In future events, we’d like to bring more projects into this arrangement – say, use Ceph for storage, or have ManageIQ managing OpenStack and oVirt, for example.
After we got the cluster working, in subsequent days, we just had to power it on, follow the startup instructions, and be patient. Again, more details of this will be in the RDO blog post in the coming weeks.
Upcoming CentOS Dojos
I had conversations with two groups about planning upcoming CentOS Dojos.
The first of these will be at Oak Ridge National Labs (ORNL), and is
now tentatively scheduled for the first Tuesday in September. (If you saw my internal event report, I mentioned July/August. This has since changed.) They’re interested in doing a gathering that would be about both CentOS and OpenStack, and draw together some of the local developer community. This will be held in conjunction with the local LOPSA group.
The second Dojo that we’re planning will be at CERN, where we have a great relationship with the cloud computing group, who run what we believe to be the largest RDO installation in the world. We have a tentative date of October 20th, immediately before Open Source Summit in Prague to make it easier to combine two trips for those traveling internationally. This event, too, would cover CentOS topics as well as OpenStack/RDO topics.

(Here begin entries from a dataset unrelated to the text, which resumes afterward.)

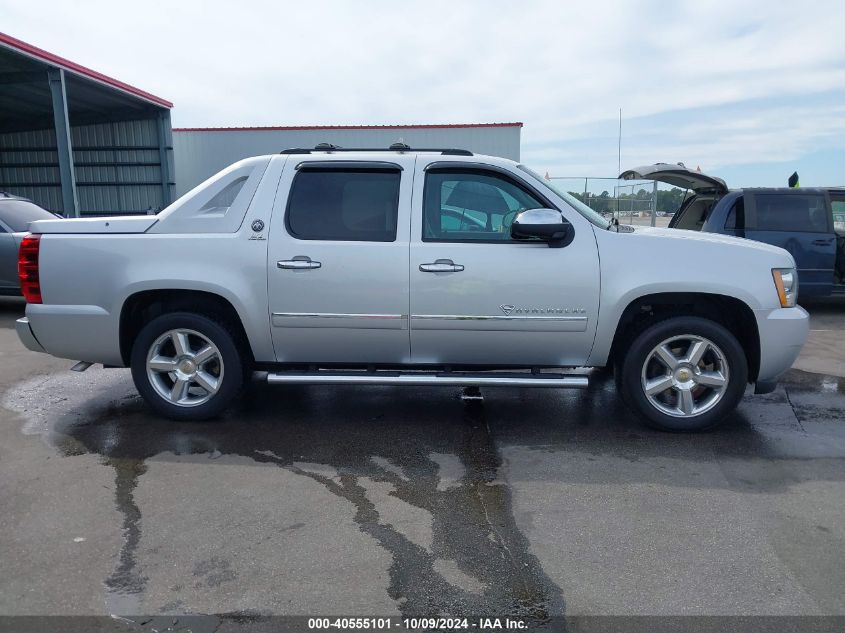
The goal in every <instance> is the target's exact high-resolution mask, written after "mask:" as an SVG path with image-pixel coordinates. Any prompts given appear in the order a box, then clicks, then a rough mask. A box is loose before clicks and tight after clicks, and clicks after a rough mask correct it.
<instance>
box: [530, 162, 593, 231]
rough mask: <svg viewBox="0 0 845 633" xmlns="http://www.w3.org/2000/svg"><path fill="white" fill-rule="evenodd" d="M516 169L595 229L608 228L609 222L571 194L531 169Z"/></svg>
mask: <svg viewBox="0 0 845 633" xmlns="http://www.w3.org/2000/svg"><path fill="white" fill-rule="evenodd" d="M517 167H519V168H520V169H521V170H522V171H524V172H525V173H526V174H528V175H529V176H531V177H532V178H534V180H536V181H537V182H539V183H541V184H543V185H544V186H545V187H546V188H548V189H551V190H552V191H553V192H554V193H556V194H557V195H558V196H560V197H561V198H563V199H564V200H566V203H567V204H568V205H569V206H571V207H572V208H573V209H575V210H576V211H577V212H578V213H580V214H581V215H583V216H584V217H585V218H587V219H588V220H589V221H590V222H592V223H593V224H595V225H596V226H597V227H599V228H602V229H606V228H608V227H609V226H610V222H608V221H607V220H605V219H604V218H603V217H602V216H601V214H600V213H597V212H596V211H593V210H592V209H591V208H590V207H588V206H587V205H586V204H584V203H583V202H581V201H580V200H579V199H578V198H576V197H575V196H573V195H572V194H571V193H569V192H567V191H564V190H563V189H559V188H558V187H556V186H555V185H553V184H552V183H551V182H550V181H548V180H546V179H545V178H543V177H542V176H541V175H540V174H538V173H537V172H535V171H533V170H532V169H529V168H528V167H526V166H525V165H517Z"/></svg>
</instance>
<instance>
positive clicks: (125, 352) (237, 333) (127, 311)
mask: <svg viewBox="0 0 845 633" xmlns="http://www.w3.org/2000/svg"><path fill="white" fill-rule="evenodd" d="M171 312H193V313H197V314H203V315H205V316H211V317H215V318H216V319H218V320H221V321H223V322H224V323H226V324H227V325H229V327H230V328H231V329H232V331H233V333H234V334H235V336H236V338H237V339H238V340H237V341H236V342H237V344H238V345H239V346H240V347H241V348H242V350H243V351H244V352H245V353H246V354H247V358H248V360H249V361H250V362H251V363H254V361H255V359H254V354H253V350H252V347H251V344H250V340H249V337H248V336H247V333H246V329H245V328H244V324H243V320H242V318H241V315H240V314H239V313H238V311H237V309H236V308H235V306H234V305H233V304H232V302H231V301H229V300H228V299H227V298H225V297H223V296H221V295H219V294H216V293H213V292H208V291H203V290H190V289H177V288H162V289H152V290H141V291H138V292H135V293H133V294H131V295H129V296H128V297H127V298H126V299H125V300H124V302H123V305H122V307H121V310H120V330H119V332H120V356H121V359H122V360H123V364H124V365H126V366H128V365H129V363H130V357H131V355H132V345H133V342H134V341H135V338H136V337H137V335H138V333H139V332H140V331H141V328H143V327H144V325H145V324H146V323H148V322H149V321H151V320H152V319H154V318H156V317H158V316H161V315H162V314H168V313H171Z"/></svg>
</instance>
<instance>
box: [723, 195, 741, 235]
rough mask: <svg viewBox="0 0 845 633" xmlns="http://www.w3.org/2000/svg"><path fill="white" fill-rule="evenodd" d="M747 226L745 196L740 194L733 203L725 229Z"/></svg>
mask: <svg viewBox="0 0 845 633" xmlns="http://www.w3.org/2000/svg"><path fill="white" fill-rule="evenodd" d="M744 228H745V198H743V197H742V196H740V197H739V198H737V199H736V201H735V202H734V203H733V205H731V210H730V211H728V217H727V218H726V219H725V229H727V230H736V229H744Z"/></svg>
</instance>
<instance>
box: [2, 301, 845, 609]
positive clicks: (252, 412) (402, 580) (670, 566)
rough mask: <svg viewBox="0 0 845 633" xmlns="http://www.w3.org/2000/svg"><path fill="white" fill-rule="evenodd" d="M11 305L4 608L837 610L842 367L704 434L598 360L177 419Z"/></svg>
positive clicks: (794, 378)
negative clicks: (464, 391) (610, 378)
mask: <svg viewBox="0 0 845 633" xmlns="http://www.w3.org/2000/svg"><path fill="white" fill-rule="evenodd" d="M22 307H23V306H22V304H21V303H20V302H16V301H10V300H0V405H1V406H2V409H0V508H2V512H1V513H0V561H2V568H3V573H2V574H0V614H3V615H23V614H30V615H46V614H65V615H68V614H79V615H97V614H115V615H138V614H149V615H156V616H164V615H174V616H178V615H181V614H191V613H218V614H221V613H223V614H247V615H255V616H264V615H270V614H297V615H316V614H334V615H406V616H412V615H417V616H419V615H426V616H435V615H441V614H442V615H459V614H467V615H499V616H506V615H510V616H514V617H520V618H524V619H525V620H526V621H530V622H537V623H542V622H544V621H546V620H547V619H548V618H549V617H551V616H559V615H563V614H568V615H763V614H764V615H828V614H839V615H845V592H843V587H845V486H843V482H844V481H845V460H843V458H844V457H845V379H843V378H838V377H833V376H827V375H824V374H815V373H809V372H803V371H798V370H793V371H792V372H791V373H790V374H789V375H788V377H787V379H786V380H785V381H784V383H783V384H782V386H781V387H779V388H778V390H777V391H776V392H775V393H773V394H771V395H769V396H757V397H747V398H746V399H745V400H744V401H743V403H742V405H741V406H740V409H739V410H738V411H737V413H736V414H735V415H733V416H732V418H731V419H730V420H728V421H727V422H726V423H725V424H724V425H723V426H721V427H720V428H719V429H717V430H715V431H713V432H709V433H704V434H698V435H671V434H665V433H659V432H655V431H651V430H649V429H647V428H645V427H643V426H642V425H640V423H639V422H638V421H637V420H636V419H634V418H633V417H632V416H631V414H630V413H629V412H628V411H627V410H626V409H625V408H624V406H623V405H622V403H621V402H620V401H619V399H618V398H617V395H616V393H615V390H614V388H613V381H612V380H611V379H609V378H608V377H607V376H602V375H599V374H596V375H595V376H594V377H593V380H592V382H591V385H590V387H589V388H588V389H587V390H586V391H583V392H581V391H555V390H531V389H485V390H484V391H483V399H481V400H477V399H465V398H464V397H462V396H463V392H462V391H461V390H460V389H451V388H412V387H402V388H394V387H384V388H381V387H366V388H359V387H305V386H274V387H270V386H267V385H265V384H263V383H261V382H259V381H256V382H255V383H253V384H252V385H251V386H250V388H249V390H248V391H247V394H246V396H245V398H244V400H243V401H242V402H241V403H240V404H239V405H238V406H237V407H235V408H234V409H233V410H232V411H230V412H229V413H228V414H227V415H226V416H225V417H223V418H222V419H220V420H218V421H214V422H210V423H202V424H198V423H178V424H177V423H172V422H169V421H165V420H160V419H157V418H155V417H154V416H152V415H151V413H150V412H149V411H148V410H147V408H146V407H145V405H144V403H143V402H142V401H141V399H140V397H138V396H137V394H136V393H135V390H134V388H133V386H132V382H131V378H130V376H129V373H128V371H127V370H105V369H102V368H91V369H90V370H88V371H87V372H85V373H83V374H75V373H71V372H69V371H67V369H68V368H69V366H70V364H71V363H70V362H67V361H61V360H57V359H52V358H50V357H47V356H45V355H40V354H33V353H30V352H28V351H26V350H25V349H24V348H23V347H22V346H21V345H20V344H19V342H18V341H17V337H16V336H15V333H14V329H13V323H14V318H16V317H17V316H18V313H19V312H21V311H22ZM843 312H844V313H845V310H843ZM843 322H845V314H844V315H843Z"/></svg>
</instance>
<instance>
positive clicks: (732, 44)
mask: <svg viewBox="0 0 845 633" xmlns="http://www.w3.org/2000/svg"><path fill="white" fill-rule="evenodd" d="M0 25H2V26H0V28H1V29H2V30H3V31H5V32H7V33H8V34H10V35H12V36H14V37H18V38H20V39H23V40H24V41H27V42H29V43H32V44H34V45H36V46H39V47H42V48H45V49H47V50H49V51H51V52H54V53H56V54H59V55H62V56H64V57H67V58H69V59H71V60H73V61H75V62H78V63H81V64H83V65H86V66H89V67H91V68H94V69H95V70H98V71H100V72H103V73H106V74H108V75H111V76H113V77H116V78H118V79H121V80H123V81H125V82H127V83H130V84H133V85H136V86H138V87H139V88H142V89H144V90H147V91H149V92H152V93H153V94H156V95H160V96H162V97H164V98H166V99H168V100H170V101H173V102H174V104H175V108H174V110H173V124H174V126H191V127H195V126H236V125H274V124H275V125H328V124H353V125H354V124H401V123H474V122H495V121H522V122H524V124H525V127H524V128H523V136H522V140H523V142H522V158H523V160H524V161H525V162H526V163H528V164H529V165H531V166H533V167H535V168H536V169H538V170H540V171H543V172H544V171H549V172H550V173H551V174H552V175H560V176H564V175H573V176H582V175H591V176H612V175H615V174H616V173H617V172H616V169H617V133H618V116H619V109H620V108H622V115H623V125H622V166H623V168H625V167H630V166H633V165H640V164H645V163H653V162H657V161H664V162H678V161H682V162H684V163H685V164H686V165H687V166H692V167H695V166H700V167H701V169H702V170H704V171H706V172H710V173H714V174H718V175H721V176H723V177H724V178H726V180H727V181H728V184H729V185H732V186H751V185H785V184H786V179H787V177H788V176H789V174H791V173H792V171H793V170H797V171H798V172H799V173H800V175H801V184H802V185H805V186H807V185H836V184H842V185H845V4H843V3H842V2H841V1H839V2H825V1H816V0H809V1H804V2H800V3H794V2H790V3H774V2H765V1H764V2H745V1H742V0H730V1H728V2H707V1H696V2H671V3H670V2H668V1H666V0H661V1H651V2H649V1H642V2H626V3H622V2H618V3H611V2H604V1H603V0H591V1H589V2H578V3H571V2H562V1H551V2H546V1H539V0H538V1H530V0H529V1H525V2H513V1H508V2H505V1H501V0H477V1H473V0H469V1H464V2H460V1H457V0H451V1H442V2H441V1H439V0H427V1H425V2H417V1H415V0H405V1H404V2H396V1H395V0H389V1H382V0H377V1H363V0H361V1H358V2H352V1H348V2H337V1H322V2H319V1H316V0H312V1H311V2H302V1H296V2H286V1H276V2H256V1H252V0H239V1H237V2H233V1H231V0H230V1H228V2H212V1H208V2H198V1H192V0H179V1H172V2H156V1H154V0H146V1H144V2H131V3H130V2H114V1H113V0H108V1H90V2H89V1H86V0H77V1H75V2H39V1H37V0H0Z"/></svg>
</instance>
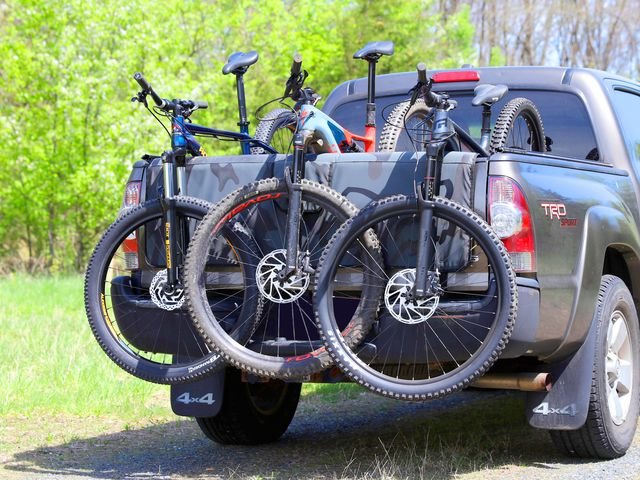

If you’re interested in participating in either one of these events, you need to be on the centos-promo mailing list. Send mail to firstname.lastname@example.org to subscribe, or visit https://lists.centos.org/mailman/listinfo/centos-promo for the
The Community Central area at Red Hat Summit was awesome. Sharing center stage with the product booths was a big win for our upstream first message, and we had a ton of great conversations with people who grasped the “X is the upstream for Red Hat X” concept, seemingly, for the first time. The “The Roots Are In The Community” posters resonated with a lot of people, so huge thanks to Tigert for pulling those together at the last minute.
The collaboration between RDO and ManageIQ was very rewarding, and helped promote the CloudForms message even more, because people could see it in action, and see how the communities work together for the greater good of humanity. I look forward to expanding this collaboration to all of the projects in the Community Central area by next year.
The space for Red Hat Summit was huge, making the crowd seem a lot smaller than it actually was. The opposite was true for OpenStack Summit, where it was always crowded and seemed very busy, even though the crowd was smaller than last year.